John received his A.B. in economics summa cum laude from Dartmouth College, where he was a Rufus Choate Scholar. He received his J.D. with distinction from Stanford Law School, where he was a senior editor of the Stanford Law Review and a member of the Stanford Journal of Law, Business and Finance.

Prior to law school, John worked as an associate consultant at the business strategy consulting firm L.E.K. Consulting LLP, in its Boston and Paris offices.

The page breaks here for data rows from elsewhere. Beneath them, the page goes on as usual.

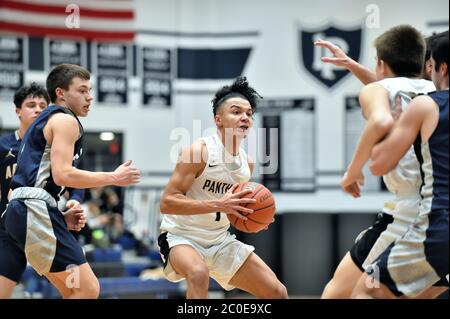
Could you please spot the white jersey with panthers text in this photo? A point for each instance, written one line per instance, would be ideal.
(222, 171)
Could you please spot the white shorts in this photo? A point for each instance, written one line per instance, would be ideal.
(222, 259)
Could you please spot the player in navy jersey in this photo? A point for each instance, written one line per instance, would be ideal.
(30, 101)
(413, 263)
(47, 161)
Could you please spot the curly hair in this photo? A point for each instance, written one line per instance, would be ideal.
(33, 90)
(239, 88)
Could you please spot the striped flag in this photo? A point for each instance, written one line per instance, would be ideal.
(100, 20)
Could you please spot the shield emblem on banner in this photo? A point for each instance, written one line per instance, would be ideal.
(348, 40)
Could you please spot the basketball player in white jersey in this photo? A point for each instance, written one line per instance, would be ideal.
(377, 100)
(195, 243)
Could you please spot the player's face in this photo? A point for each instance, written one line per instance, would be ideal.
(30, 109)
(78, 97)
(379, 71)
(235, 117)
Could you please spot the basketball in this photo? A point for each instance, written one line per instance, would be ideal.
(263, 210)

John has represented clients in a variety of industries, including:

Technology, Media and Telecommunications

  • CenturyLink in:
    ‒ its acquisition of Level 3 Communications in a cash and stock transaction valued at approximately $34 billion, including the assumption of debt; and
    ‒ its $2.5 billion acquisition of SAVVIS, Inc.
  • Verizon Communications in its $130 billion acquisition of Vodafone Group Plc’s 45% interest in Verizon Wireless
  • Creative Artists Agency in:
    ‒ the investment by TPG Capital to acquire a controlling interest in CAA, and related debt and equity recapitalization transactions;
    ‒ a $120 million investment and joint venture transaction with a consortium led by China Media Capital; and
    ‒ a $95 million investment from Temasek Holdings (Private) Limited
  • Searchlight Capital Partners in its co-investment in the $4.3 billion acquisition of Rackspace Hosting, Inc. by funds affiliated with Apollo Global Management
  • Grupo Prisa in its $1.5 billion combination with Liberty Acquisition Holdings and its related rights issuance
  • Goldman Sachs Capital Partners in the sale of its interests in a joint venture with Canwest Global Communications Corp. in connection with Canwest’s approximately C$2 billion sale of its broadcasting assets to Shaw Communications

Healthcare and Biotechnology

  • Actelion in its $30 billion acquisition by Johnson & Johnson and the spin-off of its drug discovery operations and early-stage clinical assets
  • Abbott Laboratories in the $4.3 billion sale of its vision care business to Johnson & Johnson
  • Cardinal Health in:
    ‒ its $1.9 billion acquisition of Johnson & Johnson’s Cordis business; and
    ‒ its $2.1 billion acquisition of AssuraMed

Financial Institutions

  • Visa in its €21.2 billion acquisition of Visa Europe Ltd.
  • MetLife in its disposition of $7.5 billion in retail banking deposits, representing the majority of its depository business, to GE Capital
  • Knight Capital Group in:
    ‒ its acquisition of Penson Futures; and
    ‒ the sale of its institutional fixed income and trading business to Stifel Financial
  • Santander Holdings USA in various public debt securities transactions
  • AllianceBernstein in its acquisition of SunAmerica’s alternative investments group
  • Bank of America in its $2.5 billion sale of Grupo Financiero Santander to Banco Santander

Diversified Manufacturing

  • Rockwell Automation in its response to a $29 billion unsolicited takeover bid by Emerson Electric
  • Hubbell Incorporated in:
    ‒ its $1.1 billion acquisition of Aclara Technologies from an affiliate of Sun Capital Partners; and
    ‒ the reclassification of its dual-class common stock into a single class of common stock
  • United Technologies in its $3.5 billion sale of its Hamilton Sundstrand industrial products businesses to BC Partners and Carlyle
  • EADS NV in its proposed €35 billion dual-listed company combination with BAE Systems plc
  • Apollo Management Group and CEVA Logistics in the sale of CEVA’s Pallecon container logistics business unit to Brambles Industries Limited

Utilities

  • Duke Energy in its $32 billion merger with Progress Energy
  • NextEra Energy in its proposed $4.3 billion acquisition of Hawaiian Electric Industries

Retail and Consumer Goods

  • Tim Hortons in its $12.2 billion combination with Burger King Worldwide, Inc.
  • Groupe Casino and Cnova N.V. in:
    ‒ Cnova’s initial public offering;
    ‒ Cnova’s reorganization of Cnova Brazil within Casino’s Brazilian affiliate, Via Varejo; and
    ‒ Casino’s take-private tender offer for Cnova
  • Dufry AG in:
    ‒ its €328 million acquisition of the remaining interest in Folli Follie Group;
    ‒ its CHF 1.4 billion acquisition of The Nuance Group; and
    ‒ its CHF 3.8 billion acquisition of World Duty Free S.p.A.